SQL INJECTION ATTACKS DETECTION: A PERFORMANCE COMPARISON ON MULTIPLE CLASSIFICATION MODELS

SQL injection attacks are a common and serious security threat to web applications, where malicious users exploit vulnerabilities to gain unauthorized access to sensitive data or manipulate the database. Detecting and preventing SQL injection attacks is crucial for ensuring the security and integrity of web applications. While there have been studies on using machine learning for detecting SQL injection attacks, there is a lack of comprehensive comparative analysis that evaluates the performance of multiple classification models specifically for this purpose. Existing research often focuses on individual algorithms or limited comparisons, without providing a thorough evaluation of different models in the context of SQL injection attack detection. The main objective of this manuscript is to evaluate and compare the performance of multiple classification models, KNN, decision trees, support vector machines, Naïve Bayes, and neural networks, for detecting SQL injection attacks, and to identify the most effective classification model for detecting SQL injection attacks based on the evaluation results. The main significance of this manuscript is that the study will provide insights into the effectiveness of various machine learning algorithms for detecting SQL injection attacks, helping developers and security professionals choose the most suitable approach, the findings can contribute to enhancing the security measures of web applications by recommending the best-performing model for detecting and preventing SQL injection attacks. The results demonstrate that CNN achieves the highest overall accuracy (around 96.55%) while maintaining a good balance between precision (98.92%) and recall (91.71%) in the given dataset.
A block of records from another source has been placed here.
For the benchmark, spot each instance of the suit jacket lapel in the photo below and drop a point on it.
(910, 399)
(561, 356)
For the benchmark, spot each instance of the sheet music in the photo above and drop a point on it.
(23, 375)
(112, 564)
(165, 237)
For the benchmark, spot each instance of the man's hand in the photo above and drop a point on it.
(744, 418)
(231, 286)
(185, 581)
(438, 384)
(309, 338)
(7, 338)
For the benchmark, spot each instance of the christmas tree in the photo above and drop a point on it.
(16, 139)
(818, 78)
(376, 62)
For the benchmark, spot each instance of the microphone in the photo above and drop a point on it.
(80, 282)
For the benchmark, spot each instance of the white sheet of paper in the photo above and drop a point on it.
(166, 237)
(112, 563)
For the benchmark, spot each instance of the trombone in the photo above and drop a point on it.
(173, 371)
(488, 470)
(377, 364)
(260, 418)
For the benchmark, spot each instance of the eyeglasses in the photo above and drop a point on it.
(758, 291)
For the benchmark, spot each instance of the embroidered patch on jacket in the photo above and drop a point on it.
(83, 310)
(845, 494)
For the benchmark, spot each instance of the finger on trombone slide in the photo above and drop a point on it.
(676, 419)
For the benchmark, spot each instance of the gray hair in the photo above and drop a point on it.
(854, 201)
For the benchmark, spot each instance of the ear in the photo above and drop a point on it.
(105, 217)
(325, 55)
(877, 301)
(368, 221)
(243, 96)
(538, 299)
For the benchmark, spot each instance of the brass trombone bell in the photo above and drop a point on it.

By evaluating and comparing the performance of different classification models, the study can help enhance the security measures of web applications against SQL injection attacks. The comparative analysis of multiple classification models contributes to advancing research in the field of cybersecurity and machine learning. strengthening cybersecurity practices, empowering organizations to proactively defend against evolving threats, and fostering a more secure digital environment for web applications and databases. The study concludes by offering recommendations for future research and considerations for deploying machine learning models for real-world SQL injection attack detection.